Vor ein paar Tagen haben mich ein paar Ex-Kollegen zum traditionellen Weißwurstfrühstück meiner ehemaligen Abteilung eingeladen. Natürlich wurde viel geredet und erzählt, man hat sich halt schon länger nicht mehr mehr gesehen. Während eines Gesprächs hörte ich vom Nachbartisch mit „halbem Ohr“ Gesprächsfetzen mit. Zwei Kollegen legen jetzt extra – also mit voller Absicht – Termine in die Mittagspause. Ich versuchte mich auf das Gespräch zu konzentrieren, schaffte das aber nicht, weil ich selber gerade jemand anderem zuhörte. Frauen können das angeblich: Zwei Gesprächen gleichzeitig lauschen. Für mich ist das ein Ding der Unmöglichkeit.
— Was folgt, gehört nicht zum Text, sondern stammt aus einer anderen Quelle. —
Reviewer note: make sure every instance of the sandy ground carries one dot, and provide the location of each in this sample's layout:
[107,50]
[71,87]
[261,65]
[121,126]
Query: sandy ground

Trotzdem habe ich mich gefragt, warum sollte man Termine extra in die Mittagspause legen? Das ist fast so, wie Meetings zwischen Weihnachten und Silvester. Der Zeit zum Schreibtisch aufzuräumen, Schubladen auszumisten und Mail-Postfach säubern. Ebenso die Mittagspause: Luft holen, Nahrung aufnehmen, Kopf frei kriegen. Wieso sollte man sich Termine gerade in diese Zeit legen? Und vor allem, was sagen die anderen dazu? Die, die quasi genötigt werden an diesem Termin auch teilzunehmen? Nachdem ich mir die nächste Wurst aus der Teeküche geholt hatte, stellte ich mich zu ihnen – fragte nach und erfuhr: Die Termine, zu denen sie sich gegenseitig einladen sind Fake-Termine. Es gibt sie gar nicht. Sie sind frei erfunden und haben nur einen Zweck: Mittagspause.
Erst verstand ich nicht, aber dann wurde es klar. Ihr Arbeitstag ist derart ausgelastet, dass ihr Kalender randvoll ist. Kollegen, die dann auch noch zusätzlich etwas von ihnen wollen, sind quasi gezwungen, Conference-Calls und Meetings in die letzte freie Zeit, also in die Mittagspause zu legen. Damit meine Ex-Kollegen also selbst noch Zeit für die Kantine finden, muss es im Outlook-Kalender so aussehen, als wären sie zu der Zeit schon beschäftigt.
Das sei die Folge des Personalabbaus meinten sie … aber immer noch besser als mit dem Telefonhörer an einem Ohr an einem Conference-Call teilzunehmen – und mit Kopfhörer vom Handy an einem zweiten. Das kommt mittlerweile auch vor, sagten sie – zeitgleiche Telefonate, die sie führen müssen. Ob das zielführend ist? Wahrscheinlich kriegen sie von den Inhalten so viel mit, wie ich vorher vom Gespräch am Nachbartisch.